Todd raised the defense of res judicata (claim preclusion), not the defense of collateral estoppel (issue preclusion). We must be vigilant in preserving the distinction between these two defenses. “The doctrine of collateral estoppel differs from res judicata in that, instead of preventing a second assertion of the same claim or cause of action, it prevents a second litigation of issues between the parties, even though a different claim or cause of action is asserted.” Seattle-First Nat’l Bank v. Kawachi, 91 Wn.2d 223, 225-26, 588 P.2d 725 (1978).

Although the Court of Appeals did not expressly address whether the Adams dismissal was a final adjudication on the merits, Hisle, 113 Wn. App at 410-14, *866this threshold res judicata requirement is satisfied because Adams was dismissed with prejudice. Maib v. Md. Cas.

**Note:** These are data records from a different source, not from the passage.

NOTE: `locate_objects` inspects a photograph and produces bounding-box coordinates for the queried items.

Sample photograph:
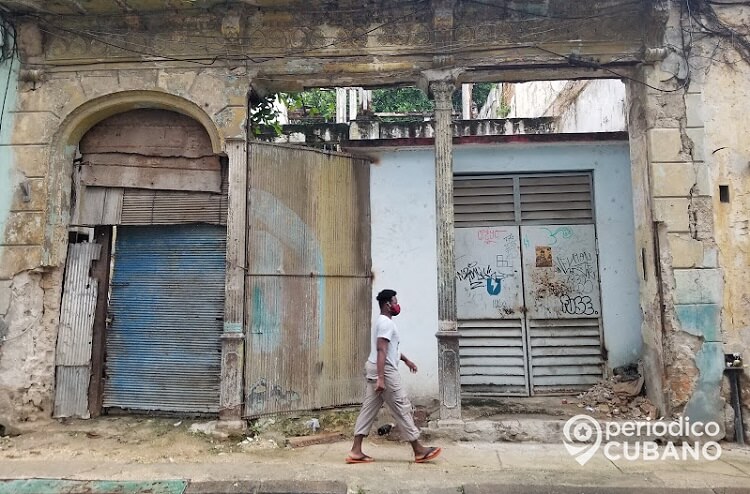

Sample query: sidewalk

[0,423,750,494]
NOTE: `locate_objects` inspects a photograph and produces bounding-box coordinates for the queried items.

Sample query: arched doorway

[56,109,227,416]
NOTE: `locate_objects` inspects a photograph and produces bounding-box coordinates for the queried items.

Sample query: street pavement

[0,440,750,494]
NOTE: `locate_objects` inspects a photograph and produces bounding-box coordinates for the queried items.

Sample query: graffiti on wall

[522,225,601,318]
[455,227,521,318]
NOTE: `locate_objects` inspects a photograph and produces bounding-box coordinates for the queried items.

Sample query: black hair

[375,288,396,309]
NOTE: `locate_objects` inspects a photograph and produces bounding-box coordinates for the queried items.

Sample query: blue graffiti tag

[543,226,573,245]
[487,278,503,295]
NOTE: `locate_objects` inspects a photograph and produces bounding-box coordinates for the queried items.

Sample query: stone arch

[42,91,224,266]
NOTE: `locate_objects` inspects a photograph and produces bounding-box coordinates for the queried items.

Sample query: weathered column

[219,139,247,429]
[430,81,461,420]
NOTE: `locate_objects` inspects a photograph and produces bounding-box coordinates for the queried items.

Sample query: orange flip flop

[346,455,375,465]
[414,448,443,463]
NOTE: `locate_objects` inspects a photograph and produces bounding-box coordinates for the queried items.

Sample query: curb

[185,480,347,494]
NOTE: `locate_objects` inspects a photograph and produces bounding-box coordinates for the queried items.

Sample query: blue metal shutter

[104,224,226,412]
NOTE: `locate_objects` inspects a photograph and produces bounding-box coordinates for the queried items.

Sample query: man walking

[346,289,442,463]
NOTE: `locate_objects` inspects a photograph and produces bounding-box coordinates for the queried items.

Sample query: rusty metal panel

[120,170,229,225]
[458,318,529,396]
[521,225,602,319]
[246,143,371,416]
[54,243,101,418]
[54,365,91,419]
[55,243,101,365]
[104,225,226,412]
[521,225,603,394]
[528,318,604,394]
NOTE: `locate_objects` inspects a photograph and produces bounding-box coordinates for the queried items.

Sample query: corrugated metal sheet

[246,143,371,416]
[56,243,101,365]
[54,365,91,419]
[104,225,226,412]
[54,243,101,418]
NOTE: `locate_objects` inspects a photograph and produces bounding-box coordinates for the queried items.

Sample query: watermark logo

[563,415,722,465]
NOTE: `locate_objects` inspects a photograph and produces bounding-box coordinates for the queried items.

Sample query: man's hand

[375,377,385,393]
[404,359,417,374]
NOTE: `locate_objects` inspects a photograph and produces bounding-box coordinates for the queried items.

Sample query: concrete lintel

[683,341,724,434]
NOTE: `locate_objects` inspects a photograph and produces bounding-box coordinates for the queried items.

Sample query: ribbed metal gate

[104,224,226,412]
[454,173,603,395]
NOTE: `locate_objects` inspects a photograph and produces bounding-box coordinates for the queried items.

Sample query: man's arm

[375,338,391,391]
[400,353,417,374]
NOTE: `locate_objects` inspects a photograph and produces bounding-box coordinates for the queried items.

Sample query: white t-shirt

[367,314,401,368]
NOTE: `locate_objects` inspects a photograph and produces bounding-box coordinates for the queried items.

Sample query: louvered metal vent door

[454,173,603,396]
[456,226,528,395]
[453,176,529,396]
[104,225,226,412]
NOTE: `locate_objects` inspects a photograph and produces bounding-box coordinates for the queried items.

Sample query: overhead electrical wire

[8,0,704,92]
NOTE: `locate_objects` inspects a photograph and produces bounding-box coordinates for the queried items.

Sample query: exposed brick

[685,94,704,127]
[651,163,696,197]
[287,432,344,448]
[654,198,690,232]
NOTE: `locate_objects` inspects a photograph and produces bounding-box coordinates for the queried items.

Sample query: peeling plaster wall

[509,79,627,133]
[704,47,750,440]
[552,79,627,133]
[0,61,250,425]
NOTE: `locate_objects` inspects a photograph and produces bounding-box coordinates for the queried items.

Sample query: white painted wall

[370,142,642,400]
[508,79,627,133]
[508,81,568,118]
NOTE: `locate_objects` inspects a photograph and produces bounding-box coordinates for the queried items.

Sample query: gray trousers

[354,360,419,442]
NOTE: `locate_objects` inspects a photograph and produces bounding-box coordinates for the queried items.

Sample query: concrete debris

[189,420,229,439]
[577,369,658,420]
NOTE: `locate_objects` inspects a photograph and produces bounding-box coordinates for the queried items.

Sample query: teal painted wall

[0,53,20,259]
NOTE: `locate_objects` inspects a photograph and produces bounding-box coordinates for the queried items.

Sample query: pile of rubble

[577,367,657,420]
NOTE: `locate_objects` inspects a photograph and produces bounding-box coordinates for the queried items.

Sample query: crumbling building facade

[0,0,750,440]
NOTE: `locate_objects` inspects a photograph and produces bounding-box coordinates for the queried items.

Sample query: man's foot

Co., 17 Wn.2d 47, 52, 135 P.2d 71 (1943) (a dismissal with prejudice constitutes a final judgment on the merits).

Former RAP 18.1(a) (2002) stated, “[i]f applicable law grants to a party the right to recover reasonable attorney fees or expenses on review, the party must request the fees or expenses as provided in this rule, unless a statute specifies that the request is to be directed to the trial court.” Former RAP 18.1(b) (2002), stated that “[t]he party must devote a section of the brief to the request for the fees or expenses.”

RAP 18.1(a) was amended on September 1, 2003, to add “before either the Court of Appeals or Supreme Court,” after “expenses on review.” RAP 18.1(b) states, “[t]he party must devote a section of its opening brief to the request for the fees or expenses. Requests made at the Court of Appeals will be considered as continuing requests at the Supreme Court.” (Emphasis added.)